Saturday, July 5, 2014

The End of Chapter Three

Hey folks! Been a while since I've blogged, so I thought I'd provide a little update from the Golden Land. It feels like I'm finishing up 'Chapter 3' of my time here, dating from the end of the long vacation to now, here on the 4th of July. Monday, I'm heading off to Bangkok for my semi-monthly overnight visa run, and I begin teaching some additional classes after next week, so it's a time of transitions, new beginnings.

Unfortunately, my chill period teaching 6 hours a week ended several weeks back. I knew it would. I've been assigned two new classes, so I'm up to a respectable 18 hours. Keep in mind that each teaching hour requires about half to three quarters of that time preparing, and with various other duties, I am again working full time.

My first new class was given to me after a new teacher with our company did a runner. He'd been here a week, decided Myanmar was more than he wanted to handle and bailed. Although he'd signed a one year contract, I guess that's kinda hard to enforce when you've fled to another country. Particularly at the start, this place is a really tough place to be, and maybe due to his lofty expectations or maybe just because he was a bit of a pussy, the new teacher ran away back to Dubai, Bangkok, Istanbul or wherever he'd come from (he was a long time TEFL teacher) unable or unwilling to hack it here in the wild frontier land of Yangon.

In a way, his decision highlights an aspect of my new career that I really like. With my certification and growing experience, I can go anywhere in the world and teach. I'm approaching my time here as if I expect to be here two to three years, but if something better comes up, who knows what I might do? I work in probably the biggest labor market in the entire world, namely, anywhere in the world where English is a foreign language.

It's sort of a built in job security.

I've really liked my new classes too, despite their unfortunate timing. The first of these new classes was my introduction to corporate teaching. Twice a week, in the evening (after my 7 AM class in the morning), I visit the clients' office, in this case a major telecommunications firm here in Yangon. I teach them in their facilities which works out well because they're more relaxed and surrounded by colleagues they know. Their English skills aren't much, if any, better than other classes I've taught, but they are more enthusiastic and engaged in learning. Teaching a group whose into it is far more enjoyable and easy for me, the teacher.

My other new class, again taking over for another teacher whose been given another assignment, is an advanced business English class. Again, a whole new experience. These folks are almost fluent, and what I'm teaching is just as much a business class as it is an English class. Fortunately, the resource books are rich and detailed. I've done some time in the business world; I've worked in an office. I've held titles like 'sales manager' and 'merchant', but I'm no MBA. My depth of knowledge is limited. It's still fun. We get to play 'office' while learning English.

Outside of school, I've sorta developed a bit of routine. The rainy season does curtail my ability to get out and about a whole lot, so no new exciting adventures to report or videos to share. If you've followed my blog, you may have noticed that I've been writing less since getting the new TV. Yeah, there is that.

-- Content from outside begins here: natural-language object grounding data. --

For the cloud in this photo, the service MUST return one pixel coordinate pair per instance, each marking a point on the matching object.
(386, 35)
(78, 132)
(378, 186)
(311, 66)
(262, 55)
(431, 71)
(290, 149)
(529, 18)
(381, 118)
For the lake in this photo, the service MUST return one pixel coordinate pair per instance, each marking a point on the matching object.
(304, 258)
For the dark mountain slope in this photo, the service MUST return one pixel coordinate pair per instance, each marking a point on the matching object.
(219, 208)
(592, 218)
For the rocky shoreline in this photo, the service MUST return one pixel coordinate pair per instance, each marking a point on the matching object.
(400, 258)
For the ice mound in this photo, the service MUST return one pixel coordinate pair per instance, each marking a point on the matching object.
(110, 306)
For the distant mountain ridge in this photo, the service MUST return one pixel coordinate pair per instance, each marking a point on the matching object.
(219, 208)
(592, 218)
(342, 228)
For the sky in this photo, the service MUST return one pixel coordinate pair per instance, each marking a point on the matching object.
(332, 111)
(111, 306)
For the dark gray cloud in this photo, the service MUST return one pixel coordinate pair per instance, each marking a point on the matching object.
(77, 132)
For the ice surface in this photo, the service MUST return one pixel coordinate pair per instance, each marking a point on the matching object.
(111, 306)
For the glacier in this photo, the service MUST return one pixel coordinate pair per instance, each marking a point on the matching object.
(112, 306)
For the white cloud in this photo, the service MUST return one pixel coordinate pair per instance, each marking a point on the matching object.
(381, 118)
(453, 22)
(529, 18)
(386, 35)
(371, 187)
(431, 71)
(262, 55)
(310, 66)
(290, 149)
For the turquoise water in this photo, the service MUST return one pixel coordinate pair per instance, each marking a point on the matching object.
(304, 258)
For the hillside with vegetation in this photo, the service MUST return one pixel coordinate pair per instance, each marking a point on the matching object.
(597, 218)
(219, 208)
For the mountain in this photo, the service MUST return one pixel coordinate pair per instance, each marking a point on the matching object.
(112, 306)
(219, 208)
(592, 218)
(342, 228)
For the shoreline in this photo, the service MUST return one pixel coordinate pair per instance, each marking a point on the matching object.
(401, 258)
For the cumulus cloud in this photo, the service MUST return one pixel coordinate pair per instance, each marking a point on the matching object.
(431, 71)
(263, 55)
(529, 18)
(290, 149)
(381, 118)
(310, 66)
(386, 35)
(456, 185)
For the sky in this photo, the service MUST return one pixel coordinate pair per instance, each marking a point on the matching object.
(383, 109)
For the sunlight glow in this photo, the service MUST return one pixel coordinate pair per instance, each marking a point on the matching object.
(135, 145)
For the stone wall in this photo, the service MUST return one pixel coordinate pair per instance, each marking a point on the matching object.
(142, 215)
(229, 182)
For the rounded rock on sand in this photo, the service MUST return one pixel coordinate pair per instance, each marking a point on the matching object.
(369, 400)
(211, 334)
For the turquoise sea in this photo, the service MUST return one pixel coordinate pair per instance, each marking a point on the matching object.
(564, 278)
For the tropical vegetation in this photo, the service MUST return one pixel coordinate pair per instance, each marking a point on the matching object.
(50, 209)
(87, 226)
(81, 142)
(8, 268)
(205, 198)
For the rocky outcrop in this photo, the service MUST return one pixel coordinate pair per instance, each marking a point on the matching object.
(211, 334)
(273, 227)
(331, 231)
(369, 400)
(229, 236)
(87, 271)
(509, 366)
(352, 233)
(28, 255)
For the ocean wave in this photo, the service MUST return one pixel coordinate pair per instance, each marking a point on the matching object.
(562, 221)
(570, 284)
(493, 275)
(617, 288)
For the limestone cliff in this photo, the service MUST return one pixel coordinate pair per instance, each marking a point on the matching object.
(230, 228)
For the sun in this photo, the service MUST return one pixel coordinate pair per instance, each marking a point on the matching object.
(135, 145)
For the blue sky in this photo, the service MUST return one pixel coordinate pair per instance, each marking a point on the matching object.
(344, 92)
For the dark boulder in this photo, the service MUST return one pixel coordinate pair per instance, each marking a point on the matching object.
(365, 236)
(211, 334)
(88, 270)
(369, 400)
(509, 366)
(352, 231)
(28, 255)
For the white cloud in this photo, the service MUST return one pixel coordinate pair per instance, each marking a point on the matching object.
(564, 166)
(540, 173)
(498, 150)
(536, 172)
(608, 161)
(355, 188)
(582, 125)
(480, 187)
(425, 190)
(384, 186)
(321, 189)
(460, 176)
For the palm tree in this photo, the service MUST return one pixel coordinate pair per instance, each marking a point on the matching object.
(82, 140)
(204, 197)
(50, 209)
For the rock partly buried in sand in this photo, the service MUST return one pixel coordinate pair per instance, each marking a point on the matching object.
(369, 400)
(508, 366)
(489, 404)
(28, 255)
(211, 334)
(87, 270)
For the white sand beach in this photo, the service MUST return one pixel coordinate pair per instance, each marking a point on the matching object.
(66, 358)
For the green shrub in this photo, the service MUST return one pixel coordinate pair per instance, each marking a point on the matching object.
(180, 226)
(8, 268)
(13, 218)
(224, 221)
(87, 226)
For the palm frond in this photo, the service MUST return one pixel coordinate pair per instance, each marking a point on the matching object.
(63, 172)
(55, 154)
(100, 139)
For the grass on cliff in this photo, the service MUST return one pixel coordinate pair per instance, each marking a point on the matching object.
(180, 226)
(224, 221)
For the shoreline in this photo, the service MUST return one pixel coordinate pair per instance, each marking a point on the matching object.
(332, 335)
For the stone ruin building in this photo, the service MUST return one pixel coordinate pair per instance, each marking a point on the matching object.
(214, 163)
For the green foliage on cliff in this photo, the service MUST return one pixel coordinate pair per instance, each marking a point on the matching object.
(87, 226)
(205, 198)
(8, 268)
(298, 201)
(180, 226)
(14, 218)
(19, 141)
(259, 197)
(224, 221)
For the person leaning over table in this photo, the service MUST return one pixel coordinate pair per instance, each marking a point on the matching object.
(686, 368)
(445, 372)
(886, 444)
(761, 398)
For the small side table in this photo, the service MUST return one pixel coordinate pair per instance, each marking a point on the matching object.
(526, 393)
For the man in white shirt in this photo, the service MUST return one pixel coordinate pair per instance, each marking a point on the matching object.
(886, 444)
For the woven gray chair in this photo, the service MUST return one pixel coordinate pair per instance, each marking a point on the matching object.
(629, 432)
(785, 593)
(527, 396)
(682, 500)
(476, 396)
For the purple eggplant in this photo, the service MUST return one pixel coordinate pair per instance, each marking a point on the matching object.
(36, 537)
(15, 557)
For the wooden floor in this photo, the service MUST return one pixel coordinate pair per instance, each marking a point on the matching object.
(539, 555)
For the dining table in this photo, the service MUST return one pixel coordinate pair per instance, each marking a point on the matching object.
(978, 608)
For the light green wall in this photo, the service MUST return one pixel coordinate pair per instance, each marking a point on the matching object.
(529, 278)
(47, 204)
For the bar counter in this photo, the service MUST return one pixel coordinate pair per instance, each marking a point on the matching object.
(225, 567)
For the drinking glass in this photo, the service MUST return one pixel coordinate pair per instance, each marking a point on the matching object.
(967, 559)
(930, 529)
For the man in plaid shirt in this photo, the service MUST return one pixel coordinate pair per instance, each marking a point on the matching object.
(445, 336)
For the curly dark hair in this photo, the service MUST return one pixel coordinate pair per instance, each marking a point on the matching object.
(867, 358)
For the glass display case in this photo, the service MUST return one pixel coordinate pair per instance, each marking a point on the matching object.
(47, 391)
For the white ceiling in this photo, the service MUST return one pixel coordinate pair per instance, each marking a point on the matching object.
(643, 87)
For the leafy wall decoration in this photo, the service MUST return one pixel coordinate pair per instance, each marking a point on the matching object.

I can't wait for Chapter Four to begin; may it be the best yet.


  1. You sound good. I'm glad you have such a positive attitude. Actually it was probably for the best that that guy left. It seems like life is hard enough there that it would be unbearable if you were not very commited. He might have had other options.

  2. I've gotten behind on reading blogs so I'm trying to catch up with you. I think it's fantastic the way you approach any assignment you're given with such enthusiasm.